I met my friend Cecy when she came to our church for the first time. She was diagnosed with lupus and rheumatoid arthritis. However, you'd never know it. She gets around very well for herself and it is easy to forget that she is sick. Cecy is one who is positive and gifted with an inner strength that comes from the personality God has given her.

Not everyone is like her. This is especially true if a person has recently received a diagnosis for a chronic illness. Emotions are raw as your loved one or friend deals with
a new normal of doctor visits, tests and physical problems that may worsen. It is even harder on those with chronic illnesses that are invisible or not apparent.

We want to say a word of encouragement. We think our words are better than awkward silence. Unfortunately that is not always true. Here are a few examples of what not to say to someone dealing with a long term or chronic sickness.

      You are so strong and good.

It may be that a friend looks well groomed and dressed. It may have taken them hours to get ready just to look what they know will be presentable in a public place. It may also be that they pretend and put on a good face.

Do not assume that because she wears make up or he sports a brand new tie that she or he feels physically well. Compliment something specific, like a pair of earrings or his tie. Say how glad you are to see your friend. If you have not seen her in a while, tell her you have missed her.
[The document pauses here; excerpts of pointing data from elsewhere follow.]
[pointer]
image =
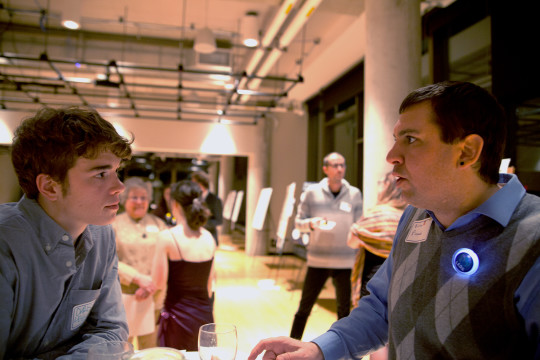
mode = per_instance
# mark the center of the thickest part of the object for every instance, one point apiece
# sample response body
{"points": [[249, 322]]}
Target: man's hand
{"points": [[316, 222], [285, 348]]}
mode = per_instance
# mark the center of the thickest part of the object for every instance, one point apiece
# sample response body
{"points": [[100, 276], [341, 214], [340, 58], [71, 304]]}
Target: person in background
{"points": [[183, 262], [327, 210], [461, 281], [163, 210], [213, 203], [59, 289], [373, 234], [136, 236]]}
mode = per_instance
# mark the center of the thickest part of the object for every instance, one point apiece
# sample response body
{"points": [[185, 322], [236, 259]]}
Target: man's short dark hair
{"points": [[462, 109], [51, 141]]}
      We know all things work together for good to those that love the Lord and the cousin phrase, God never gives us more than we can handle.

In my opinion, this is just a deflection, a churchy saying meant to keep someone at arm's length so ugly, uncomfortable feelings do not need to be shared. Romans 8:28 gets tossed out like a tissue.

If a person is struggling, this is the last verse she wants to hear. Better you say nothing and give a hug or send a card. A plate of homemade cookies or casserole dropped off at the door would mean so much more. When you don’t feel well and are exhausted, you know and appreciate the time and energy it takes to make something and deliver it.

The only time I will ever share Romans 8:28 is toward the end of a long discussion with a close friend and followed immediately with prayer.

      Just pray a little harder.

Someone with long term illness has prayed. She has prayed morning, noon and night about her symptoms and diagnosis. She’s prayed in the car, in the waiting room, in the bathroom, at the dining room table and at the kitchen sink. She’s prayed about it while listening to a sermon or opening the garage door.

Instead, you pray for her a little harder. Send a beautiful card by mail because a beautiful card is not a bill from the doctor. If you see her on Facebook or if you have her email, type a prayer using your own words and send it. I have been on the receiving end of prayers like that and I can tell you they brought me a needed refreshing of love and support.

There are many other things not to say so I will refer you to others who have written much longer lists.

You want to say something and the person longs to hear kindness and encouragement that points her/him to the faithfulness of God. Proverbs 25:11 says:

A word fitly spoken is like apples of gold in pictures of silver.

Choose what to say carefully and lovingly. And remember sometimes the unspoken words are the golden ones.
ABOUT THE AUTHOR: Christina Deanne is a wife and stay at home mother who lives in the Chicagoland area. She went back to college and received an Associates of Applied Arts in 2010. She has also written several articles about her experiences as a parent of a child with Asperger's syndrome.


  1. Thank you! We need reminders like this to help us be a better friend.

    1. I'm afraid I have been guilty of some these. Thank you, Chris, for offering us better ways.

  2. As someone who suffers from CFS, this hit the nail right on the head. Well-meaning friends have done all of the above. I like your suggestions for how people can really help us out. A card or a meal is an overwhelming act of generosity to me.

    1. I used to ask friends "how can I help?" but I learned there is a better way. Now I make it easier for them and ask if I can fix a meal, help with grocery shopping or the laundry, etc. I love it when I get an email that says my friend is praying for me just because. But I too often get caught up in the busyness of my day when it will only take a minute or two to send a card or email.

  3. If anything, please don't ever use Rom. 8:28 unless you are intimate close friends with a person. In my own experience, it is not helpful.

    My oldest has very mild autism and people would routinely quote that verse. I found the best encouragement to be homemade cookies on a paper plate with a plastic wrap cover. It showed me time, it showed me energy and it showed me kindness, especially toward my entire family.

  4. I agree, wholeheartedly with this! Nicely written, Chris!!

  5. Thanks for the kind words my dear friend! There's a reason God brought the girls and I to Crosswinds. Luv ya!

  6. so true that the sick person is to be prayed for by others. I don't know where we got that individualistic idea that people are to pray for their own illnesses. The church is to be their help and their family and their intercessors. Great article.